Il annonce ainsi la mise en place d’un « contrat de gouvernance », avant la fin de l’année entre le président de la CME et le directeur qui répartira les responsabilités. Ce contrat sera soumis au conseil de surveillance tous les ans pour évaluation. En effet et lors de la réunion de la Commission des affaires sociales du 24 mai dernier, il a été souligné que « le conseil de surveillance réunit l'ensemble des acteurs, avec des représentants de la CME, de la Csirmt, des élus, des représentants syndicaux, des usagers. C'est un bon niveau pour évaluer l'organisation interne » (M. David Piney). L’on peut préciser que l’Association française des directeurs de soins a rappelé, dans sa contribution que « toute la ligne managériale de la Direction des soins est rompue à la collaboration, la co-construction, cela fait partie de son « ADN professionnel », au bénéfice de l’intérêt collectif et à la place centrale du patient ». Raison pour laquelle « l’AFDS se refuse à envisager la position de la ligne managériale et soignante sous l’autorité d’un médecin » mais « est prête à envisager la collaboration d’un CGS avec un Directeur médical qui aurait en responsabilité toute la ligne médicale pour construire un modèle renforcé et équilibré au niveau de la gouvernance afin de donner une cohérence et une lisibilité de fonctionnement à tous les professionnels. Ce directeur médical pourrait être chargé d’une direction fonctionnelle comme la Direction des Affaires Médicales par exemple ».

Monsieur Braun a insisté sur le recours à des médecins expérimentés, qui devront être formés, toujours dans une logique de territoire.

La réforme de la T2A

François Braun constate que la T2A est une réponse adaptée à l’offre, mais pas aux besoins et qu’elle a pu permettre des dérives de financements dans une « logique concurrentielle » avec une préférence pour les activités rentables.

Il évoque trois axes dans le financement, toujours en logique territoriale :

- financement populationnel et financement adapté et renforcé à la gradation des soins

- financement sur des objectifs de santé publique (IFAQ, objectifs territoriaux de santé publique avec la permanence des soins orientée vers un partage public/privé…)

- financement à l’activité pour certaines activités.

Finalement, il s’agit d’étendre le financement testé sur les urgences.

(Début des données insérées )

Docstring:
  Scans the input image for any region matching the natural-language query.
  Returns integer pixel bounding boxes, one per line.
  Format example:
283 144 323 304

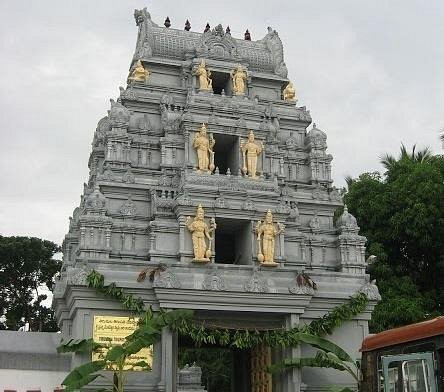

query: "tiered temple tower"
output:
54 9 378 392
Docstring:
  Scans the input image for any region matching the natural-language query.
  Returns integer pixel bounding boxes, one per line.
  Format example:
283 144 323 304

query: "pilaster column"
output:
282 314 302 392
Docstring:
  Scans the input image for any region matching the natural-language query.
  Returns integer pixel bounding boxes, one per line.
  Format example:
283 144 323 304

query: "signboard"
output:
92 316 153 370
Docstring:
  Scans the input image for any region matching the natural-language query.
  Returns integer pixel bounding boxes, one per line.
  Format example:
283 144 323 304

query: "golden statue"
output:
230 65 247 95
240 131 264 178
185 204 216 263
282 82 296 102
256 210 284 266
128 60 150 82
193 124 216 173
194 60 213 91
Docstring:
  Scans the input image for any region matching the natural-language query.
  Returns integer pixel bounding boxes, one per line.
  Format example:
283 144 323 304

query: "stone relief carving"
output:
240 131 264 178
309 212 321 233
242 196 255 211
185 204 216 263
282 82 296 102
153 269 181 289
261 27 288 78
66 264 90 286
193 59 213 91
108 99 131 129
256 210 285 267
244 268 270 293
122 169 136 184
358 279 382 301
137 113 151 133
128 60 151 82
202 268 226 291
119 195 136 216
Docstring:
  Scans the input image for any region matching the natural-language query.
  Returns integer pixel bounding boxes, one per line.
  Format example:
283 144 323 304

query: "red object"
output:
360 316 444 351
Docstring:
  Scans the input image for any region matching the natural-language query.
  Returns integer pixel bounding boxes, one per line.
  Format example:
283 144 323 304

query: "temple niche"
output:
54 9 375 392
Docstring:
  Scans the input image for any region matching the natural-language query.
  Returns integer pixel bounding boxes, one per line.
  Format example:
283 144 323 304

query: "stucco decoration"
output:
193 124 216 173
230 65 248 95
177 363 205 392
85 184 106 211
358 279 382 301
256 210 285 266
128 60 151 82
66 264 91 286
202 268 226 291
240 131 264 178
193 59 213 91
244 268 270 293
153 269 181 289
185 204 216 263
261 27 288 78
119 195 136 216
108 99 131 129
282 82 296 102
195 24 238 59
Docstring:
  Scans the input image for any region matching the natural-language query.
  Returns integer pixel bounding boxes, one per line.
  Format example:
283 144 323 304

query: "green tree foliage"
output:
345 146 444 332
0 236 60 331
179 347 233 392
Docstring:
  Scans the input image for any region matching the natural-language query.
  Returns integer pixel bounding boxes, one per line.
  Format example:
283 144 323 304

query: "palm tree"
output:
381 142 432 171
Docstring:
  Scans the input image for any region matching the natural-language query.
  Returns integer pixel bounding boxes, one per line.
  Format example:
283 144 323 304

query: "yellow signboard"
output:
92 316 153 370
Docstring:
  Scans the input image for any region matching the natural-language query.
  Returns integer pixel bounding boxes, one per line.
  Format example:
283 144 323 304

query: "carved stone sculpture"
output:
185 204 216 263
256 210 284 266
194 60 213 91
193 124 215 173
128 60 150 82
240 131 264 178
230 65 247 95
282 82 296 102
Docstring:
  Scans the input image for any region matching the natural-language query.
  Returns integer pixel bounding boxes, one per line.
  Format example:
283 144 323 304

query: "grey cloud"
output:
0 0 444 243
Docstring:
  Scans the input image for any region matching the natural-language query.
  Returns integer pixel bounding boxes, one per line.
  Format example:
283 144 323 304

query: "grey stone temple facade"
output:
54 9 378 392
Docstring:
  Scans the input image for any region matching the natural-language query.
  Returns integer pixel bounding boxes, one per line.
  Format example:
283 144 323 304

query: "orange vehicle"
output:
360 317 444 392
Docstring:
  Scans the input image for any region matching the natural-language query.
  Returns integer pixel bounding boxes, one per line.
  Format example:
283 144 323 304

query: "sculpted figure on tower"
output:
282 82 296 101
194 60 213 91
185 204 216 262
240 131 264 178
230 65 247 95
256 210 284 266
128 60 150 82
193 124 215 173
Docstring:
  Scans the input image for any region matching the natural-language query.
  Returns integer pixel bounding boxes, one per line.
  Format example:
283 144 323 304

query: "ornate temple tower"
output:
54 9 377 392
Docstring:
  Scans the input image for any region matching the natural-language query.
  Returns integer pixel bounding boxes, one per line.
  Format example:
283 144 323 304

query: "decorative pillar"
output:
282 314 302 392
183 130 190 165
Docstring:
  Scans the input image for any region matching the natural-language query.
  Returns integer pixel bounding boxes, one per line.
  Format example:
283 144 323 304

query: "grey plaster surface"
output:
48 10 379 392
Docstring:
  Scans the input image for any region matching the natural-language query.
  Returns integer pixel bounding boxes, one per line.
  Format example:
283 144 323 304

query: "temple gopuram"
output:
54 9 379 392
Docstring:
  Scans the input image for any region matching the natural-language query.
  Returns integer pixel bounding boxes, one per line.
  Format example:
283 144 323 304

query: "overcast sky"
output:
0 0 444 244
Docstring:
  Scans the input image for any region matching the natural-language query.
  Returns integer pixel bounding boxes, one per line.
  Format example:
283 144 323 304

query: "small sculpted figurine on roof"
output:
128 60 150 82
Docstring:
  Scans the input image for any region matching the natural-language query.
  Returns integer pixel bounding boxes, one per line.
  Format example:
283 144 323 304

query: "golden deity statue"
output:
194 60 213 91
193 124 216 173
185 204 216 263
230 65 247 95
240 131 264 178
282 82 296 102
128 60 150 82
256 210 284 266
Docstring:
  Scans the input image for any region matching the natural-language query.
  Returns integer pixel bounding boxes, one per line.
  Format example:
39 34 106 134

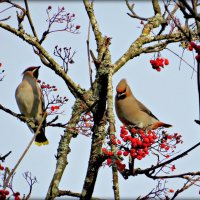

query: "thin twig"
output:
3 112 47 188
87 5 93 88
24 0 38 40
0 151 12 162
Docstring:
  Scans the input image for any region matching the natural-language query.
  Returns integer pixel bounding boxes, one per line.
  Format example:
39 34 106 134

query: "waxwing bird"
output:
115 79 171 130
15 66 49 146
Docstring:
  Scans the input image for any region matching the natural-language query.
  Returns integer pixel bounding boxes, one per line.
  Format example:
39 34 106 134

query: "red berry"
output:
123 151 129 156
160 143 166 149
156 67 161 72
165 59 169 65
117 139 122 144
107 158 112 165
0 164 4 170
102 147 108 154
150 60 155 65
144 138 149 143
165 146 170 151
117 150 122 156
137 149 144 156
131 128 137 134
136 156 142 160
188 45 193 51
167 135 173 140
121 128 128 135
190 42 197 48
195 54 200 62
169 189 174 193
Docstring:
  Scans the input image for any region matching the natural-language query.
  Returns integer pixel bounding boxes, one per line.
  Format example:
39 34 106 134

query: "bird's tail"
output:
152 122 172 130
35 127 49 146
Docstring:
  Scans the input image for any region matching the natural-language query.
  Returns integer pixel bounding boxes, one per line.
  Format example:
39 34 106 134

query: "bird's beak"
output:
117 92 126 98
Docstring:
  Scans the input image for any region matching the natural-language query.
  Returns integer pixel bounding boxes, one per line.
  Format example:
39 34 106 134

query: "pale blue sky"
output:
0 1 200 197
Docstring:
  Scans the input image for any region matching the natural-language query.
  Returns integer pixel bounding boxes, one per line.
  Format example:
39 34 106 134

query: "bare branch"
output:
0 151 12 162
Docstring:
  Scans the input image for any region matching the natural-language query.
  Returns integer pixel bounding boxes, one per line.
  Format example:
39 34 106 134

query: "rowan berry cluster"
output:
150 57 169 72
102 126 182 171
188 42 200 62
37 80 68 114
102 148 126 171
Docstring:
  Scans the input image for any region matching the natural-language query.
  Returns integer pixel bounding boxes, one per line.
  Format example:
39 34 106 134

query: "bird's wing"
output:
136 99 159 120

Le sénateur Alain Milon a exprimé quelques inquiétudes sur un financement territorialisé, craignant un désengagement de l’État au détriment des collectivités territoriales.

L’ONDAM

Alors que les discussions sont en cours en vue de la prochaine loi de financement de la sécurité sociale, « l’augmentation structurelle de l’ONDAM » est d’à peu près 2,6% » a exposé François Braun, l’objectif étant d’être au-delà.

Il cherche en effet des marges de manœuvre dans une logique de santé publique pour développer l’attractivité, la reconnaissance de la pénibilité, la lutte contre les pénuries ou la politique de prévention (à cet égard, la mise en place du rendez-vous de prévention a pris du retard mais sera effectif à compter du 1er octobre pour une seule classe d’âge pour commencer – la classe d’âge 45-50 ans a été évoquée -).

La 4e année de DES de médecine générale

Le ministre a précisé que les docteurs juniors de médecine générale auront la même rémunération que les docteurs juniors ainsi qu’une rémunération à l’acte plafonnée.

Il a, par ailleurs, confirmé que la formation des maîtres de stage universitaires est « hors quotas » de formation. Le budget dédié est augmenté.